Mesdames, messieurs les juges, public chéri, mon amour,

Le droit est-il une arme?

Il est vaste le magasin de la métaphore et le bel esprit pouvait y puiser encore que le droit est une rapière parce qu’il permet de faire mouche de finesse, une arme nucléaire, selon l’expression consacrée en matière d’injonction Mareva[1], un lance-pierre, aussi, pensant à David et Goliath, parce que le droit est parfois moins impuissant qu’il n’y paraît. On aurait pu aussi se risquer à parler d’arme conventionnelle, pour tout le droit des contrats, ou à dire du droit qu’il est un canon, puisqu’il est canonique, c’est-à-dire normatif.

Sauf qu’il y a un hic, avec cette image de l’arme, une faille radicale. Le loup, même avec des gants de soie, garde la dent longue. Dès lors, l’image de l’arme est perverse en ce qu’elle sape le fondement même du droit en choquant de sa violence l’idée de civilisation et de concorde dont il est, sinon facteur, assurément porteur. On l’a dit ce matin[2], c’est sans armes que le droit tient la force au respect[3].

D’accord. Mais si le droit n’est pas une arme, qu’est-il donc?

D’instinct, on oppose l’arme à l’outil. Là où l’arme divise, l’outil assemble. En admettant que l’arme assure la défense de l’homme, et je n’en suis pas certaine, c’est aussi une fonction de l’outil, qui en plus soutient et abrite. Avec la truelle et le marteau, on bâtit des préaux et des prétoires, des maisons et des musées. Les clés tiennent des voûtes! Les coins sont propices à la réflexion! Sans ciseau, l’ange, hélas, demeure prisonnier du marbre[4]. L’aiguille encore raccommode, peut-être la robe de saint Yves, peut-être des tissus sociaux. Et la règle? Elle apprend à connaître le monde, l’arpente, le sonde, le mesure. Règle de plomb de l’équité[5], règles d’or de l’aspiration.

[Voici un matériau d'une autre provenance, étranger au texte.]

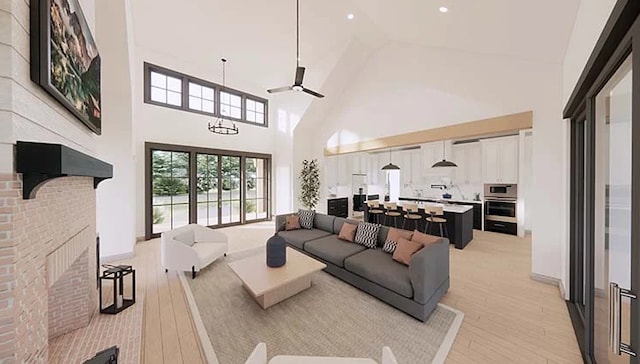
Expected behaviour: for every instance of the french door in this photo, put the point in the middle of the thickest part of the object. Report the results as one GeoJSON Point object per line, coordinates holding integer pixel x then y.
{"type": "Point", "coordinates": [205, 186]}
{"type": "Point", "coordinates": [605, 195]}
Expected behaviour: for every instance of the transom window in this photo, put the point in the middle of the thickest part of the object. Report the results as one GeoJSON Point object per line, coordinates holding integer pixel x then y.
{"type": "Point", "coordinates": [165, 87]}
{"type": "Point", "coordinates": [255, 111]}
{"type": "Point", "coordinates": [201, 98]}
{"type": "Point", "coordinates": [230, 105]}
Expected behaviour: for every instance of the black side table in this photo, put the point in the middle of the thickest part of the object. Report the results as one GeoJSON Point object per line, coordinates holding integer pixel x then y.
{"type": "Point", "coordinates": [116, 274]}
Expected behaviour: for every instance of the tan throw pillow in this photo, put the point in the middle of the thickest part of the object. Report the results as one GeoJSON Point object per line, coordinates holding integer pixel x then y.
{"type": "Point", "coordinates": [424, 239]}
{"type": "Point", "coordinates": [348, 232]}
{"type": "Point", "coordinates": [292, 223]}
{"type": "Point", "coordinates": [395, 234]}
{"type": "Point", "coordinates": [405, 250]}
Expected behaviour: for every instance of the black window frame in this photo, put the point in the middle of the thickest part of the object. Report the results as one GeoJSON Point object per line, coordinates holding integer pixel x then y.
{"type": "Point", "coordinates": [187, 79]}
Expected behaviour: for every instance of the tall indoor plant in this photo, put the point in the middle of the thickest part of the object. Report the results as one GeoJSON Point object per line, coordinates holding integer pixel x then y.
{"type": "Point", "coordinates": [310, 184]}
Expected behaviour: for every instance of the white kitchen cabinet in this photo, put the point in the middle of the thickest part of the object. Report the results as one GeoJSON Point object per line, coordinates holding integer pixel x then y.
{"type": "Point", "coordinates": [468, 157]}
{"type": "Point", "coordinates": [500, 160]}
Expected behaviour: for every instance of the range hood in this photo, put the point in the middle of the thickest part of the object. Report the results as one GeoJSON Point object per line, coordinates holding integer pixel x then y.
{"type": "Point", "coordinates": [40, 162]}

Certes, tout outil peut devenir une arme, la rose pique, le papier coupe, et quelques crimes déjà ont dénaturé l’anodin en mortifère[6]. Mais je refuse de voir Landru dans tous les fourneaux. Ma main tendue vers vous n’est pas une arme. À telle enseigne, dire du droit que c’est une arme, c’est faire de chaque bâton un épieu plutôt qu’un levier; c’est voir un billot dans chaque bûche plutôt que la chaleur d’un foyer — vous excuserez l’image nordique —, c’est voir sainte Catherine dans toutes les roues, plutôt qu’un symbole de progrès, alors qu’à la roue, il faut mettre l’épaule.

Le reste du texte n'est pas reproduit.